A Simple Scheduling Model·

在上一篇中我们提到，如果调度器想要通过指令重排布来解决流水线中的三大问题——发射阻塞、资源冲突以及数据冲突，那么它就需要知道一些流水线的硬件信息。

为了避免发射阻塞，调度器需要知道流水线一次能发射多少条指令，也就是它有多少条发射通路。另外，每条指令可能会被解码成多个微操作，也需要考虑进去。

对应我们结构体中的字段是：

Pipeline.issue_width
Ins.num_micro_ops

而要避免资源冲突，调度器需要知道：

流水线有哪些功能单元
每种功能单元有多少个
每条指令会用到哪些功能单元，以及需要使用多久

对应字段是：

Pipeline.func_units
FuncUnit.num_units
Ins.used_unit
Ins.taken_cycles

为了解决数据冲突，调度器必须知道，某条指令写入的寄存器，经过多少个周期后才能被其他指令读取

对应：

Ins.latency

我们用三个结构体就能把这些信息抽象得很干净，

struct FuncUnit {
  int num_units; 
};

struct Pipeline {
  int issue_width;
  struct FuncUnit* func_units[];
};

struct Ins {
  int num_micro_ops;
  struct FuncUnit* used_unit;
  int taken_cycles;
  int latency;
};

假设我们有一个双发射（Dual-Issue）流水线，它有以下几种功能单元：

2 个 ALU（算术逻辑单元）
1 个 LDST（加载/存储单元）
1 个 FP（浮点单元，非流水线化）
1 个 MUL（乘法单元）
1 个 DIV（除法单元，非流水线化）

我们用如下图示意一下，

flowchart LR
    %% Issue Paths
    Issue0[Slot 0]
    Issue1[Slot 1]

    %% Connections
    Issue0 --> ALU0
    Issue0 --> ALU1
    Issue0 --> LDST
    Issue0 --> MUL
    Issue0 --> DIV[Non-Pipelined DIV]
    Issue0 --> FP[Non-Pipelined FP]

我们可以通过抽象出来的三个结构体，很轻松地描述出这个流水线，

struct FuncUnit ALU = { .num_units = 2 };
struct FuncUnit LDST = { .num_units = 1 };
struct FuncUnit FP   = { .num_units = 1 };
struct FuncUnit MUL = { .num_units = 1 };
struct FuncUnit DIV = { .num_units = 1 };

struct Pipeline Simple_Core = {
  // 2 slots -- dual-issue pipeline.
  .issue_width = 2,
  .func_units = { &ALU, &LDST, &FP, &MUL, &DIV }
};

struct Ins ALU_ins = {
  .num_micro_ops = 1,
  .used_unit = &ALU,
  .taken_cycles = 1,
  .latency = 1
};

struct Ins MUL_ins = {
  .num_micro_ops = 1,
  .used_unit = &MUL,
  // assuming MUL is pipelined.
  .taken_cycles = 1,
  .latency = 3
};

struct Ins LDST_ins = {
  .num_micro_ops = 1,
  .used_unit = &LDST,
  // assuming LDST is pipelined.
  .taken_cycles = 1,
  .latency = 3
};

struct Ins DIV_ins = {
  .num_micro_ops = 1,
  .used_unit = &DIV,
  // assuming DIV is not-pipelined.
  .taken_cycles = 12,
  .latency = 12
};

struct Ins FP_ins = {
  .num_micro_ops = 1,
  .used_unit = &FP,
  // assuming FP is not-pipelined.
  .taken_cycles = 5,
  .latency = 5
};

听起来可能有点不可思议，但这三个结构体，确实可以描述绝大多数流水线架构的调度行为。没错，就是这么简单。

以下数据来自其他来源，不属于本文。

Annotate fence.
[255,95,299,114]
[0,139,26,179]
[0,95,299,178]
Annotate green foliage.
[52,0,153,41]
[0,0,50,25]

当然，在实际的工程中，比如 LLVM 或 GCC，它们的调度模型肯定比这个复杂得多。毕竟它们要支持所有的指令，并且要融入编译器自身的 IR 和 Pass 架构，以及要使用更通用的建模方式，比如 LLVM 中使用 tablegen 来生成调度模型。

但是万变不离其宗。无论外壳如何复杂，底层所依赖的信息，其实就是我们上面展示的这些。

LLVM Scheduling Model·

LLVM 调度模型的核心定义均位于 llvm/include/llvm/Target/TargetSchedule.td 中，但直接去看这些 tablegen 代码，可能会直接淹死在代码海里，并且其中很多的 class 其实是为了一些特定用途而设计的，使用频率很低，因此我们还是直接看看实际的调度模型代码，看看核心 class 的用法。

FuncUnits description·

llvm/lib/Target/RISCV/RISCVSchedAndes45.td 是上游添加的描述AndesD45流水线的调度模型文件，我们可以从这个文件看看如何使用 LLVM 定义流水线资源的。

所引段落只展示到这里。